15. MeasurementExtraction.psm1 gains Get-RunsPersistedCount, Get-AlarmsPersistedCount, Get-RecentHistoryLoadP95. ConvertTo-MeasurementRow emits the three new metrics when present, "—" otherwise. Pester tests cover each helper.
16. docs/runbook/capturing-measurements.md gains a §5.2 entry (Phase 3 captures, after the §5.1 placeholder for SLICE-2.0). Procedure: pre-populate inspection.db with 10 000 synthetic rows, run the standard MultiTag 30-min capture, extract row, append.
17. The full existing test suite still passes (Phase 1 + Phase 2.0 tests reproduce against the SQLite-backed history). New tests: migration runner applies M001 cleanly; one-time import path works idempotently and handles missing/corrupted JSON; SQLite roundtrip for RunSummary and AlarmHistoryEntry; MarkClearedAsync / MarkAcknowledgedAsync no-op on missing rows; pagination perf (criterion 12); WorkflowService integration test verifies fault inject → SQLite row → fault clear → row updated.

Verification Notes

• WAL mode on test databases. Tests using a temp .db file should explicitly PRAGMA journal_mode = WAL on first connection; otherwise tests may interact with leftover WAL/SHM files from prior test runs. Consider cleanup in test teardown (File.Delete(dbPath); File.Delete(dbPath + "-wal"); File.Delete(dbPath + "-shm")).
• Microsoft.Data.Sqlite connection-string Cache=Shared. Required for in-memory test databases (Data Source=:memory:) to persist across pooled connections. For file-based test DBs, omit it (file pooling works without).
• Time precision. SQLite stores TEXT for timestamps; DateTimeOffset round-trips through ISO 8601 with millisecond precision. If a future test depends on sub-millisecond precision (alarm raise → clear in < 1 ms), the precision is lost. Real wafer inspection alarm raises and clears are ms-or-coarser, so this is fine for current scope.
• Concurrent reads + writes. WAL mode allows readers to proceed without blocking writers. The fire-and-forget alarm-history calls run on the thread pool; the LoadRecentAsync on the UI startup path runs concurrently. Verified by an integration test that issues 100 concurrent SaveAsync calls and asserts no exception + count matches.

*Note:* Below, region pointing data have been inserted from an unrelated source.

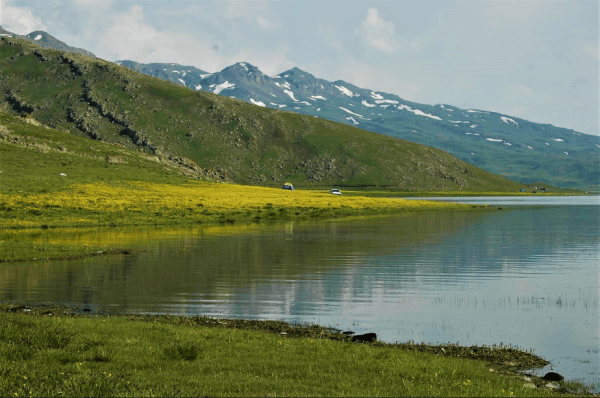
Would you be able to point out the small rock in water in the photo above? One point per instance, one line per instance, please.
(552, 386)
(365, 338)
(553, 376)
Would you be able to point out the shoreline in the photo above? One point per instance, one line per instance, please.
(507, 362)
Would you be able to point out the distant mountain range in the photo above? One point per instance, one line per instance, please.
(212, 136)
(513, 147)
(503, 144)
(46, 40)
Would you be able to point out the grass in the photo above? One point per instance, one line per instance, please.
(51, 179)
(57, 351)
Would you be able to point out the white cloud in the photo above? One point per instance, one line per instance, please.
(19, 20)
(265, 23)
(377, 32)
(594, 51)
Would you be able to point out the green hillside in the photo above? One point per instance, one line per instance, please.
(216, 137)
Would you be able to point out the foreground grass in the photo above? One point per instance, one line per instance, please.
(54, 352)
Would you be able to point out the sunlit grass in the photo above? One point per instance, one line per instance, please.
(113, 356)
(143, 203)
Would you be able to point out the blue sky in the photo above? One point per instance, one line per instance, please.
(538, 60)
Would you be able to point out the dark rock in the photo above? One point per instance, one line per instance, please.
(553, 376)
(365, 338)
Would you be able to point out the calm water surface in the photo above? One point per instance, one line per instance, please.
(526, 275)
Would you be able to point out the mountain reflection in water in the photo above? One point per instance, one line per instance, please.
(526, 276)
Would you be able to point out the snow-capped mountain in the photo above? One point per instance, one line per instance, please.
(46, 40)
(503, 144)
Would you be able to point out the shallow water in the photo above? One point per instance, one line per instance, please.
(524, 275)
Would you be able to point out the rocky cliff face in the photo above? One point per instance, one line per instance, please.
(45, 40)
(213, 135)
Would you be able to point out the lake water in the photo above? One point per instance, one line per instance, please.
(526, 275)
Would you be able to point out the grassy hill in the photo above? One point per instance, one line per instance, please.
(216, 137)
(515, 148)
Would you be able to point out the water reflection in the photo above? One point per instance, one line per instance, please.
(526, 276)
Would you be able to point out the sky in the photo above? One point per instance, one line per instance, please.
(537, 60)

• Schema-version forward-migration test. Stub a future M002 (a SQL file added under Migrations/ that adds a no-op column). Run migrations on a fresh DB; assert MAX(version) = 2. Run again on the populated DB; assert it's still 2 (no double-apply).

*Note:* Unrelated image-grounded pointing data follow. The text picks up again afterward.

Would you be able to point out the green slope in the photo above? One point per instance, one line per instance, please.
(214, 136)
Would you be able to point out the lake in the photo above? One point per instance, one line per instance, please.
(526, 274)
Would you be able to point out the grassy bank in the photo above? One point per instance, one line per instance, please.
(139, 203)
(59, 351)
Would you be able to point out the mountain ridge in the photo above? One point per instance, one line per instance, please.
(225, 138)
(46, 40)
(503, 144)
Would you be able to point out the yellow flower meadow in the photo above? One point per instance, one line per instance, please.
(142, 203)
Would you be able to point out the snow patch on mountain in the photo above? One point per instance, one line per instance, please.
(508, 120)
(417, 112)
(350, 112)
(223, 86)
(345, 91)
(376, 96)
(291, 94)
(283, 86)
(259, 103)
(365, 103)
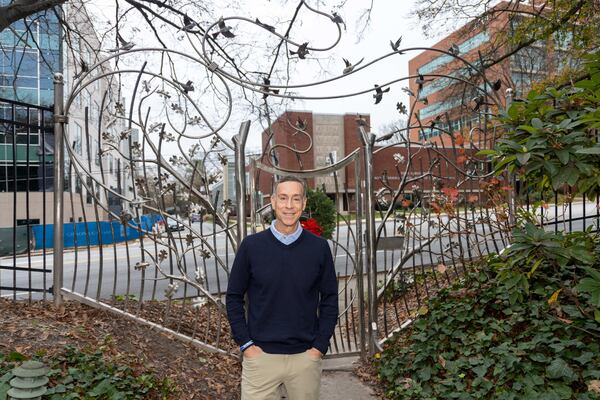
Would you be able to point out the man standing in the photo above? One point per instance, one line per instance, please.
(289, 277)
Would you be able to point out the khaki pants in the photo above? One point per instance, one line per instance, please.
(262, 375)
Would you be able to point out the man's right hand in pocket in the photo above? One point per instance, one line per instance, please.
(252, 351)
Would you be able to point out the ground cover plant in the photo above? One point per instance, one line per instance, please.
(143, 361)
(509, 330)
(77, 374)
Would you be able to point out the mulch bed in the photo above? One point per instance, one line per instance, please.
(39, 326)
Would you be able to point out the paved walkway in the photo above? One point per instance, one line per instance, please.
(339, 383)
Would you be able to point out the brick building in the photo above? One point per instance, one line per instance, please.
(444, 103)
(338, 135)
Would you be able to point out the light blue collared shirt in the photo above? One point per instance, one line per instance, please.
(286, 239)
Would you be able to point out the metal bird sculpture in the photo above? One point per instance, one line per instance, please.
(302, 51)
(396, 45)
(349, 66)
(378, 95)
(270, 28)
(266, 88)
(223, 30)
(338, 20)
(454, 49)
(408, 92)
(420, 81)
(186, 87)
(83, 68)
(123, 45)
(188, 23)
(497, 85)
(385, 137)
(401, 108)
(300, 124)
(480, 101)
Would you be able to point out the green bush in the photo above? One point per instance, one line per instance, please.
(76, 374)
(515, 328)
(321, 208)
(551, 137)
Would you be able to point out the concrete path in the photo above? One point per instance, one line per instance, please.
(339, 383)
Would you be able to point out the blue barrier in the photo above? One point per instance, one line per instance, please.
(93, 233)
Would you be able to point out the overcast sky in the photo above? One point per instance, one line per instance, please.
(389, 21)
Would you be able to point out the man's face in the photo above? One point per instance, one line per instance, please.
(288, 203)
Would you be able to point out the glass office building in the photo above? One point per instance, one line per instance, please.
(30, 54)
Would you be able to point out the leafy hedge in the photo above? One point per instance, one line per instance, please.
(76, 374)
(516, 328)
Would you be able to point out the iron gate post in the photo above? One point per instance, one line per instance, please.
(512, 198)
(358, 255)
(59, 177)
(239, 141)
(368, 141)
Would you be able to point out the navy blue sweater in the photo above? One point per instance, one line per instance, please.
(286, 286)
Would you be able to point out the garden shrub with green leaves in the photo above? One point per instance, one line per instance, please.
(524, 324)
(76, 374)
(513, 329)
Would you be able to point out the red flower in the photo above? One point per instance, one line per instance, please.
(313, 226)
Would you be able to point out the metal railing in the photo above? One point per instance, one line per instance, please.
(26, 178)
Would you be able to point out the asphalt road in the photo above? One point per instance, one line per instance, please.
(102, 273)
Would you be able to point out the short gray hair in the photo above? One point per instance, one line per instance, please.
(290, 178)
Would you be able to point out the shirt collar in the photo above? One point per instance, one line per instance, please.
(283, 238)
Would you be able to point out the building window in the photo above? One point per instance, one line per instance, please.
(464, 48)
(89, 189)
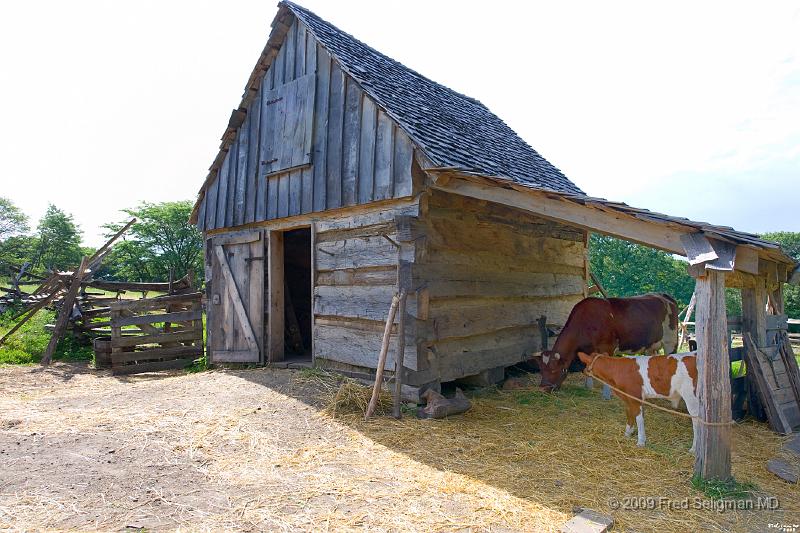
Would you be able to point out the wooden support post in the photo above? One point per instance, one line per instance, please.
(376, 390)
(276, 296)
(65, 312)
(713, 460)
(754, 322)
(400, 353)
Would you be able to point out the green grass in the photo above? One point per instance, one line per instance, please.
(28, 343)
(718, 490)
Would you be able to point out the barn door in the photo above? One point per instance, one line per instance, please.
(237, 298)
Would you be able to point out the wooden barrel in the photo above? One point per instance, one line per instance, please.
(102, 352)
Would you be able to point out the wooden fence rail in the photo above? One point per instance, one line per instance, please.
(161, 333)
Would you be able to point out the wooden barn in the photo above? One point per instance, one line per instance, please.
(343, 175)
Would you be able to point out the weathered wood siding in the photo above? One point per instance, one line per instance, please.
(355, 277)
(358, 154)
(486, 273)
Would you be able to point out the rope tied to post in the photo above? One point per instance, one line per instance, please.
(588, 373)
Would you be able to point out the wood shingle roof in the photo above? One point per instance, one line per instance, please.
(452, 129)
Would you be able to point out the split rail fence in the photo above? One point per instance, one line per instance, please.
(156, 334)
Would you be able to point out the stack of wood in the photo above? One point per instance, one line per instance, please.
(86, 313)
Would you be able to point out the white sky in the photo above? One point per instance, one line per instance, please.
(689, 108)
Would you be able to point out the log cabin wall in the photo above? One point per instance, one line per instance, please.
(355, 277)
(310, 141)
(488, 272)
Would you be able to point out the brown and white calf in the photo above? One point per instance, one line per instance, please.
(670, 377)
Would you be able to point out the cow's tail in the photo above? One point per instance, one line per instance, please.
(671, 331)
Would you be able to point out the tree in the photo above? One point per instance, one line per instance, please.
(627, 269)
(12, 220)
(790, 242)
(160, 240)
(59, 241)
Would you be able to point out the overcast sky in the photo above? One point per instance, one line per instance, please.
(687, 108)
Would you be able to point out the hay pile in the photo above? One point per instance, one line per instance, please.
(261, 450)
(568, 450)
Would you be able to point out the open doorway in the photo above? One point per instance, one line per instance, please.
(297, 294)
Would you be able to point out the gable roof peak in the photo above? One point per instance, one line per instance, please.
(452, 129)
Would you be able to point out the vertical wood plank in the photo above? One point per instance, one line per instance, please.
(231, 192)
(713, 460)
(290, 44)
(283, 195)
(321, 128)
(350, 141)
(275, 280)
(295, 191)
(222, 192)
(403, 152)
(253, 183)
(366, 160)
(307, 174)
(311, 53)
(335, 123)
(241, 170)
(256, 296)
(300, 53)
(384, 154)
(211, 208)
(201, 213)
(754, 322)
(278, 66)
(313, 285)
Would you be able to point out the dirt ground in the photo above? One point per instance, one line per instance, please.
(252, 450)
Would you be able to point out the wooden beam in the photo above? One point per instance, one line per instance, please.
(713, 459)
(698, 248)
(275, 275)
(65, 312)
(754, 323)
(746, 260)
(663, 237)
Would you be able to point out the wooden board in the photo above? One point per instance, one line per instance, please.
(236, 299)
(322, 141)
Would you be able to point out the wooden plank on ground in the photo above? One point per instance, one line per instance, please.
(155, 338)
(151, 367)
(178, 352)
(182, 316)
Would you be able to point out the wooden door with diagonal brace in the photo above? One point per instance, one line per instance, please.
(236, 298)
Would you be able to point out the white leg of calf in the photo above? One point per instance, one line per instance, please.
(642, 439)
(693, 406)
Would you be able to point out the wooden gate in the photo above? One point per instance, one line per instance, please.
(236, 298)
(160, 333)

• JSON import corruption handling. A malformed run-history.json in the user's %LocalAppData% should NOT abort startup — the import is best-effort. The original JSON is renamed with a .malformed-<ts> suffix so the user can inspect it; SQLite history starts empty.

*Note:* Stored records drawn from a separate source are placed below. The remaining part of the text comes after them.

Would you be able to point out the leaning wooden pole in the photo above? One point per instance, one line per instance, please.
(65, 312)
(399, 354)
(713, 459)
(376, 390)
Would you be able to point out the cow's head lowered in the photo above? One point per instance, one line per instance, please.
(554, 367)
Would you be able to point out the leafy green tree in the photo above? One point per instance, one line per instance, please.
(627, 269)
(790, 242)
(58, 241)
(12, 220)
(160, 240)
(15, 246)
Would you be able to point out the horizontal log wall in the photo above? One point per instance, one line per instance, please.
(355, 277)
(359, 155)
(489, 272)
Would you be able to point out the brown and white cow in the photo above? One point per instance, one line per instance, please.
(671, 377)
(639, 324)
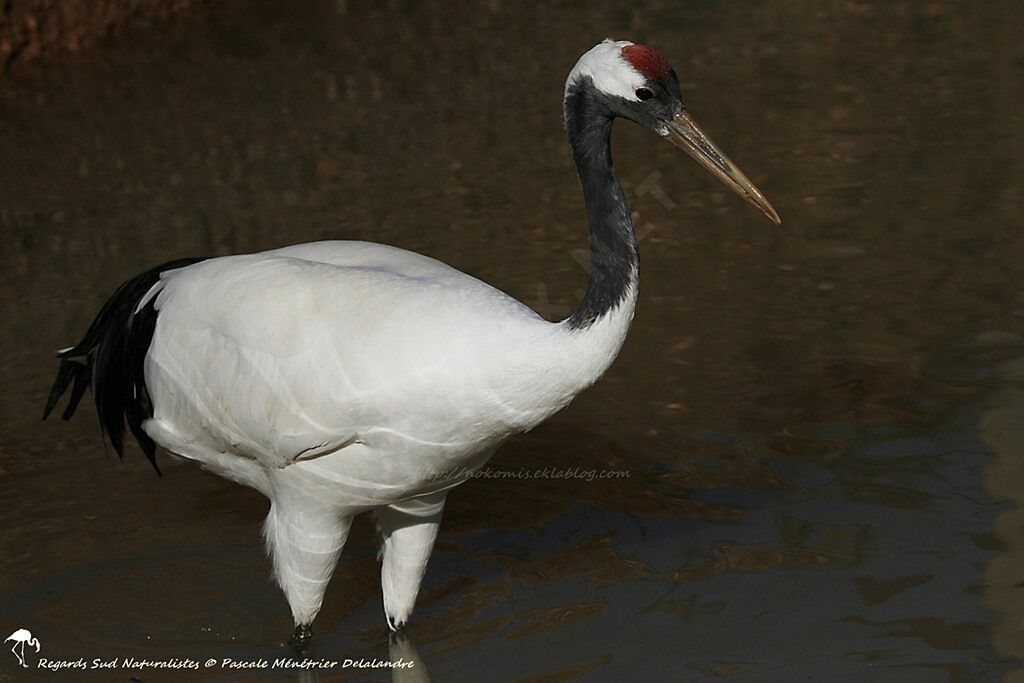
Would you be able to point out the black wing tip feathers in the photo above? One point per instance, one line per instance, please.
(111, 360)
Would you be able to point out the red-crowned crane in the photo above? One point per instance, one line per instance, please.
(342, 377)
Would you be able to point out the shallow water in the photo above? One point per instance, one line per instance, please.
(822, 423)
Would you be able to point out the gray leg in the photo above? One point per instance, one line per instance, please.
(409, 529)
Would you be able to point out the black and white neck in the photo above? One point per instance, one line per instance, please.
(613, 256)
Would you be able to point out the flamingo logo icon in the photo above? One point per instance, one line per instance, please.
(20, 638)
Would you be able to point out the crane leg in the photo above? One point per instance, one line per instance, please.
(409, 529)
(304, 540)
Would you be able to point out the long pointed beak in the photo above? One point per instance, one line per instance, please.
(684, 132)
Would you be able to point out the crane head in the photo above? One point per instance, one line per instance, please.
(635, 82)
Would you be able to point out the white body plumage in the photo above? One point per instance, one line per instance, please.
(339, 377)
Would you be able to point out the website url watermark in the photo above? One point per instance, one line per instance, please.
(525, 473)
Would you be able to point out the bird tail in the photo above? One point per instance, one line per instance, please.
(111, 359)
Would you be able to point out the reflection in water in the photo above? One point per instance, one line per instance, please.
(817, 420)
(1003, 429)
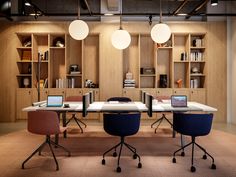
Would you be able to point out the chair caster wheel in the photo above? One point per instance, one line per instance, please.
(193, 169)
(118, 169)
(213, 166)
(139, 165)
(204, 157)
(103, 161)
(114, 154)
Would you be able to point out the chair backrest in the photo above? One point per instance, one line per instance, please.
(43, 122)
(121, 124)
(192, 124)
(74, 98)
(121, 99)
(160, 98)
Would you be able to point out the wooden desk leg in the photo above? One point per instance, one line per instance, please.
(64, 123)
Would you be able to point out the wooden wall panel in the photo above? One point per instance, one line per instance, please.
(217, 68)
(110, 72)
(111, 64)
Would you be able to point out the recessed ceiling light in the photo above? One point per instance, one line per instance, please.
(182, 14)
(108, 14)
(214, 2)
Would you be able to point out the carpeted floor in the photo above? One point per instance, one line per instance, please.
(87, 149)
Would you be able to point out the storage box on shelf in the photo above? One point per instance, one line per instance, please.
(147, 62)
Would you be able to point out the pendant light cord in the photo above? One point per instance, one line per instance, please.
(121, 15)
(160, 13)
(78, 9)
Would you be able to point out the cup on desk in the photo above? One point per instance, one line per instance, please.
(154, 101)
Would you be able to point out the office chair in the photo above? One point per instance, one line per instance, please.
(45, 123)
(163, 117)
(77, 120)
(193, 125)
(121, 99)
(122, 125)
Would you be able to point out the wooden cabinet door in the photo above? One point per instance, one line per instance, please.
(181, 92)
(198, 95)
(56, 91)
(23, 99)
(43, 95)
(96, 98)
(133, 94)
(74, 92)
(95, 92)
(164, 92)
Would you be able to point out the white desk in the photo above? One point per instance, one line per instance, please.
(121, 107)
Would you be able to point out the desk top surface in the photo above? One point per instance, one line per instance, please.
(124, 106)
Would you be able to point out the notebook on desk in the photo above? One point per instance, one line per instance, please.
(179, 101)
(54, 101)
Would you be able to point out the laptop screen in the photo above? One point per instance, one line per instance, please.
(54, 101)
(179, 101)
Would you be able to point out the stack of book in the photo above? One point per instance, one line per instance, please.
(194, 83)
(129, 83)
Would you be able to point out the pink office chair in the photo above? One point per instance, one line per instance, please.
(76, 98)
(45, 123)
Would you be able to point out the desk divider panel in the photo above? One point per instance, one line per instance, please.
(86, 102)
(148, 103)
(143, 96)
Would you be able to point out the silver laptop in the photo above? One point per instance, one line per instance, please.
(179, 101)
(54, 101)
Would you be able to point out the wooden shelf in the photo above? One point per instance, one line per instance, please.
(74, 75)
(57, 48)
(24, 61)
(24, 48)
(164, 47)
(203, 61)
(24, 75)
(147, 75)
(197, 48)
(197, 75)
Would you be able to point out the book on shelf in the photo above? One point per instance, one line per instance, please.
(26, 55)
(75, 72)
(194, 83)
(65, 83)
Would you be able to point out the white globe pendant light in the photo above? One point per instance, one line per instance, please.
(78, 29)
(120, 38)
(161, 32)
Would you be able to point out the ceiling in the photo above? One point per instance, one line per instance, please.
(94, 10)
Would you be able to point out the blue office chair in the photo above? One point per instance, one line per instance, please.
(121, 99)
(122, 125)
(193, 125)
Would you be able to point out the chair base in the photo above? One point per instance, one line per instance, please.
(77, 121)
(159, 122)
(193, 169)
(39, 149)
(121, 143)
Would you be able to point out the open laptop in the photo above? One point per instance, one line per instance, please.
(54, 101)
(179, 101)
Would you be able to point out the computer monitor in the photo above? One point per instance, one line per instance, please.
(179, 101)
(54, 100)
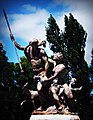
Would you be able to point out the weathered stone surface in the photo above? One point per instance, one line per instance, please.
(54, 117)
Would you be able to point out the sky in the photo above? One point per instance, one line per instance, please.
(28, 19)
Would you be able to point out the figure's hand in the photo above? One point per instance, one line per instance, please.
(12, 37)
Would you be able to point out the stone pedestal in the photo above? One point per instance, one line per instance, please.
(54, 117)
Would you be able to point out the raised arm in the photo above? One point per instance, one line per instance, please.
(16, 44)
(45, 59)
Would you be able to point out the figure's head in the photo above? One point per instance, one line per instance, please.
(73, 80)
(58, 56)
(37, 42)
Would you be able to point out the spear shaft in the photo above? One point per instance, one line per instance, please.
(6, 18)
(7, 22)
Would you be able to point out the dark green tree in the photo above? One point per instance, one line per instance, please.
(75, 37)
(91, 67)
(3, 65)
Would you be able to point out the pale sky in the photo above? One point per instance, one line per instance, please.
(29, 18)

• Existing Capture-Measurements.ps1 doesn't currently invoke any DB pre-population. The Pass 3 capture procedure documents the pre-population step as manual SQL (or a one-off helper script) so the operator can prepare the 10K-row state before the capture window starts.
• Phase 2 trigger watch. This slice's row block is one of the candidate triggers for Phase 2.x slices (per the 2026-05-07 strategy doc). When the row lands, compare its cpu-usage avg, working-set growth, and alloc-rate avg columns against slice-2-0-store-profiling; if SQLite persistence pressure visibly elevates AppStateStore.Update's alloc share, that's the SLICE-2.1 / 2.2 trigger. Document the observation in the row's Notes section.